Anti Scraping Protection (ASP)
Service interruptions may occasionally occur, independent of our control. As technology progresses, we continuously strive to identify and adjust our solutions, which may take several days to weeks to implement a reliable production-grade remedy. It is essential to bear this in mind and develop your software accordingly when utilizing this feature.
Please note that we do not offer estimated time of arrival (ETA) or guarantees regarding workarounds. Our dedicated team is diligently working towards finding solutions, but it is impractical for us to provide such information in advance.
Our Anti-Scraping Protection is designed to unblock protected websites that are inaccessible to bots. We accomplish this by incorporating various concepts that help maintain a coherent fingerprint, making it as close to that of a real user as possible when scraping a website. If you are interested in understanding the technical aspects of how we achieve this undetectability, we have published a series of articles on the subject available in the learning resources section below.
It is important to note that while our anti-scraping protection solution is able to bypass protection measures, there are certain actions that are prohibited and will result in the suspension of your account.
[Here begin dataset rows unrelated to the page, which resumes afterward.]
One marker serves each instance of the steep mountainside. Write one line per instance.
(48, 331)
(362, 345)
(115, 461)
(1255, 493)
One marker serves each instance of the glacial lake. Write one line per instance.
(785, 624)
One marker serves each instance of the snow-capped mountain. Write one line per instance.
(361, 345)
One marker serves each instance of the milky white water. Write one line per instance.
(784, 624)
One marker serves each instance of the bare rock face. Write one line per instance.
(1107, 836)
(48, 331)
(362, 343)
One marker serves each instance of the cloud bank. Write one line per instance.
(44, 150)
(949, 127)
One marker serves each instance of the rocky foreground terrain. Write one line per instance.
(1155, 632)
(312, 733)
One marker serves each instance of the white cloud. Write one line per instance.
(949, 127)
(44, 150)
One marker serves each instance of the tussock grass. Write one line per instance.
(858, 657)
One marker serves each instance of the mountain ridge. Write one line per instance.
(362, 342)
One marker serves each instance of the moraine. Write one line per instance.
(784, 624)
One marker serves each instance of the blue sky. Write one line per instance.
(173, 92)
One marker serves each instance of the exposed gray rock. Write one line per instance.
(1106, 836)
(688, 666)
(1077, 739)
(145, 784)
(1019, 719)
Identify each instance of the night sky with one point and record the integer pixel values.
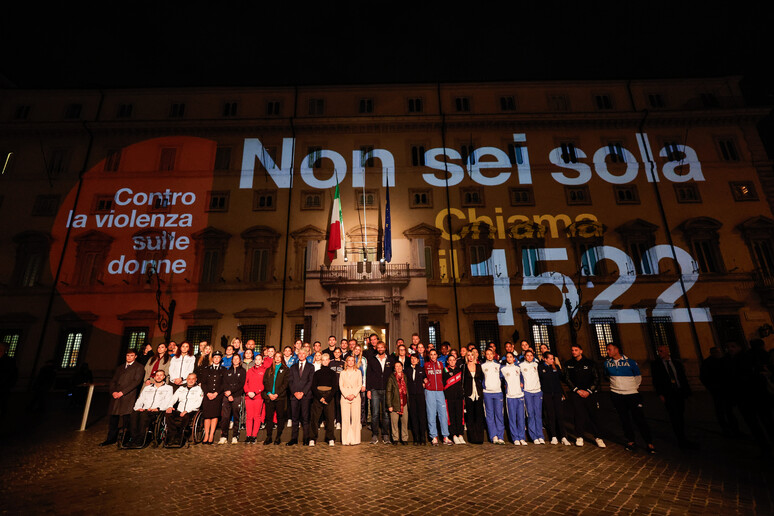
(181, 44)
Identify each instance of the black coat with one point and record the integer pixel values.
(662, 381)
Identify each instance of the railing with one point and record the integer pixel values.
(360, 272)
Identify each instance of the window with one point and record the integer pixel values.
(420, 198)
(743, 190)
(656, 100)
(486, 332)
(229, 109)
(12, 338)
(472, 196)
(45, 205)
(626, 194)
(662, 334)
(508, 103)
(167, 159)
(604, 331)
(273, 108)
(217, 201)
(256, 332)
(177, 110)
(728, 150)
(113, 160)
(135, 338)
(567, 152)
(523, 196)
(369, 199)
(222, 158)
(468, 154)
(558, 103)
(462, 104)
(418, 155)
(687, 193)
(198, 334)
(22, 112)
(366, 159)
(58, 162)
(316, 106)
(124, 110)
(314, 156)
(415, 105)
(264, 200)
(479, 265)
(603, 102)
(542, 332)
(102, 204)
(366, 106)
(73, 112)
(311, 200)
(71, 349)
(516, 153)
(577, 195)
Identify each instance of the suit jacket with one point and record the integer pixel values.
(662, 381)
(126, 380)
(301, 383)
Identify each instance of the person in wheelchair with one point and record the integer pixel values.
(153, 399)
(183, 406)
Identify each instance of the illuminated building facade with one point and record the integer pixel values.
(632, 211)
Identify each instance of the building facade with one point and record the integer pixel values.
(558, 212)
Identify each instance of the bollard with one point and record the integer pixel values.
(86, 407)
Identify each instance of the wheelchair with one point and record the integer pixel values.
(193, 433)
(152, 436)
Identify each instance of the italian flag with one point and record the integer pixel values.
(336, 232)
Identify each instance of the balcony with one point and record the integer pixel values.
(392, 273)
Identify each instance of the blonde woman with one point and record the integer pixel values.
(350, 384)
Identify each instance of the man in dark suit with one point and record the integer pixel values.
(123, 390)
(672, 387)
(300, 385)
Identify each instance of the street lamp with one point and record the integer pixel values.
(164, 315)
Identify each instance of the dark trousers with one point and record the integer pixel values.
(629, 408)
(327, 410)
(275, 407)
(454, 409)
(379, 412)
(474, 420)
(418, 417)
(176, 425)
(113, 426)
(553, 415)
(299, 414)
(584, 412)
(228, 410)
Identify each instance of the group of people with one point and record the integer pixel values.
(443, 396)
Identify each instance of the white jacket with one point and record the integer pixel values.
(187, 400)
(181, 367)
(154, 397)
(529, 371)
(512, 375)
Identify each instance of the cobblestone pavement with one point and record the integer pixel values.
(47, 467)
These actions include:
- Automated Online Payment
- Account Creation
- Spam Post
- Falsify Vote
- Credit Card Testing
- Login Brute Force
- Referral / Gifting systems
- Ads fraud
- Ticketing (Automated Buying System)
- Betting, Casino, Gambling
Please be aware that our solution may be authorized for use by cybersecurity firms (red teams) only after obtaining approval from the relevant parties for the specific domains they wish to test.
Scrapfly is capable of identifying and resolving obstacles posed by commonly used anti-scraping measures. Our platform also provides support for custom anti-scraping measures implemented by popular websites. Our anti-bot bypasses do not require any extra input from you, and you will receive successful responses directly.
It's important to keep in mind that anti-bot solutions frequently change and evolve, so our bypass techniques may need to be adjusted accordingly. It's recommended that you handle ASP errors correctly when depending on ASP.
If you're attempting to scrape a protected website, it's advisable to try multiple configurations, with or without a browser, and to use residential proxies. If you're sending a POST request with a body, you must configure the headers and content type to mimic a genuine call.
If you're still experiencing issues despite all your efforts, please contact us via chat to explore further options. Custom bypasses are available through custom plans.
When ASP is enabled, anti-bot solution vendor are automatically detected and everything is managed to bypass it.
curl -G \ --request "GET" \ --url "https://api.scrapfly.io/scrape" \ --data-urlencode "key=__API_KEY__" \ --data-urlencode "url=https://httpbin.dev/anything" \ --data-urlencode "tags=project:default" \ --data-urlencode "asp=true"
"https://api.scrapfly.io/scrape?key=&url=https%3A%2F%2Fhttpbin.dev%2Fanything&tags=project%3Adefault&asp=true" "api.scrapfly.io" "/scrape" key = "" url = "https://httpbin.dev/anything" tags = "project:default" asp = "true"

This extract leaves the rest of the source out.